The conversation over coffee stopped dead when the cell phone on the table pinged with an incoming text message. My friend dived for the phone with a smile of apology. She couldn't not grab the phone. "It's like a drug," she shrugged.
Close, but not quite. Text messages -- especially those sexy, flirtatious, seductive ones -- aren't like a drug. They are a drug.
Research has shown that a visual or audio cue signaling the arrival of a text message, email or Facebook status update sets off the same synaptic response as pulling the lever on a slot machine. It provokes the same squirt of dopamine setting up the same anticipatory high. Think Pavlov's dog salivating when the bell signals an incoming plate of food, only at an even more reptilian level.
If you're lobbing text messages back and forth with a romantic interest, you don't even need to enclose a photo of your penis (thank you, Anthony Weiner and Brett Favre, for those indelible images) to trigger an addictive response. The messages alone are calcifying the pleasure-reward system with every ping and pop, sending signals over the same neural network over and over and over again until the pathway is locked and loaded.
And that, scientists tell us, is what addiction looks like at the biological level. You can get your shot of dopamine from pulling the slot machine handle or you can get it from snorting cocaine: Pick your poison. Gambling may be the legal choice and it probably kills you more slowly, but in a way it's more insidiously addictive.
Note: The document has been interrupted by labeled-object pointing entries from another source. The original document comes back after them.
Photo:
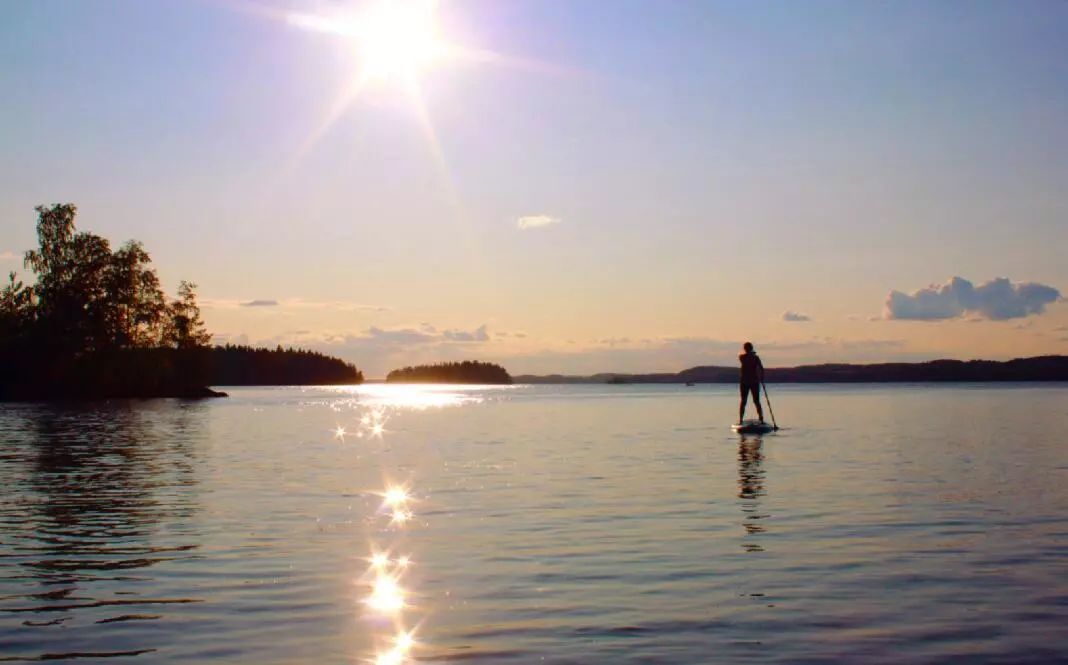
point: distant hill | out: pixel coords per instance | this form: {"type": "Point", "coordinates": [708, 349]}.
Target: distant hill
{"type": "Point", "coordinates": [1039, 368]}
{"type": "Point", "coordinates": [467, 371]}
{"type": "Point", "coordinates": [242, 365]}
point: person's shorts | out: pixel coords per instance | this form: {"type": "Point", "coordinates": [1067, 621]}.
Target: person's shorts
{"type": "Point", "coordinates": [745, 389]}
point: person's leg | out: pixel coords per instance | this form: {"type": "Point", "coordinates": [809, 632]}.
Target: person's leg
{"type": "Point", "coordinates": [756, 400]}
{"type": "Point", "coordinates": [744, 396]}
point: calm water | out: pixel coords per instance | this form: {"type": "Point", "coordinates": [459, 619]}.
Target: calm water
{"type": "Point", "coordinates": [583, 524]}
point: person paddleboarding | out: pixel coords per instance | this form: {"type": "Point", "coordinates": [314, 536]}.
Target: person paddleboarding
{"type": "Point", "coordinates": [752, 377]}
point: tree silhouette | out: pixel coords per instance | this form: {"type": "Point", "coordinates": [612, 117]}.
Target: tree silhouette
{"type": "Point", "coordinates": [95, 323]}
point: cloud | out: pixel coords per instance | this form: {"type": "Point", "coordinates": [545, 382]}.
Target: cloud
{"type": "Point", "coordinates": [996, 300]}
{"type": "Point", "coordinates": [293, 303]}
{"type": "Point", "coordinates": [536, 221]}
{"type": "Point", "coordinates": [478, 334]}
{"type": "Point", "coordinates": [795, 316]}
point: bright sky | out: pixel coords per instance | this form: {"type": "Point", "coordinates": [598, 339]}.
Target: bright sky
{"type": "Point", "coordinates": [563, 186]}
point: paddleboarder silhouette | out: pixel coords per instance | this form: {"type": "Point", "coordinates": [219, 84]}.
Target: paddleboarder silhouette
{"type": "Point", "coordinates": [752, 377]}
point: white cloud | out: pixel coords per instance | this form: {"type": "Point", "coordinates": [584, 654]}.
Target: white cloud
{"type": "Point", "coordinates": [536, 221]}
{"type": "Point", "coordinates": [996, 300]}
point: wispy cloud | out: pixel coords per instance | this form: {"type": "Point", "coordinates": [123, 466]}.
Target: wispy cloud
{"type": "Point", "coordinates": [536, 221]}
{"type": "Point", "coordinates": [996, 300]}
{"type": "Point", "coordinates": [293, 303]}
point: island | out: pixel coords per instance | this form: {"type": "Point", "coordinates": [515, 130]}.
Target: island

Anticipation is always more seductive than reality. Coffee never tastes as good as it smells.
So here's my concern for the Youth of America. Yeah, yeah, I know we adults are always worried about some scary new sexuality among people whose bodies are hotter than ours. But this isn't about sexting or hook-ups or any of the other X- or at least PG-13-rated pastimes the American adolescent conducts via electronic communication. This is about the electronic communication itself. The average teen texts thousands, even tens of thousands of times a month. That's a massive amount of neural traffic in that anticipation-response area of the brain. Despite recent researchindicating that teens aren't sexting as previously thought, I worry that they're doing it enough to take their malleable young brains, already subjected to everything from Red Bull to Ritalin, and cut some very dangerous grooves in them.
Not that sext addiction is exclusive to teens -- remember my friend at the coffee shop? If you already suffer from what I like to call Affection Deficit Disorder -- and I do mean suffer, as in your head pounds when you see His car or you get nauseous when you think about Her with another guy -- try an iHoliday. Disconnect text messaging for a week. Take the Facebook app off the smart phone for 30 days. Disable the email alert feature. See what happens. What's the worst possible outcome? You'll be 30 minutes behind the news curve if yet another politician or star athlete sends a picture of his equipment through the digital ether. You'll live. Probably better than you did before.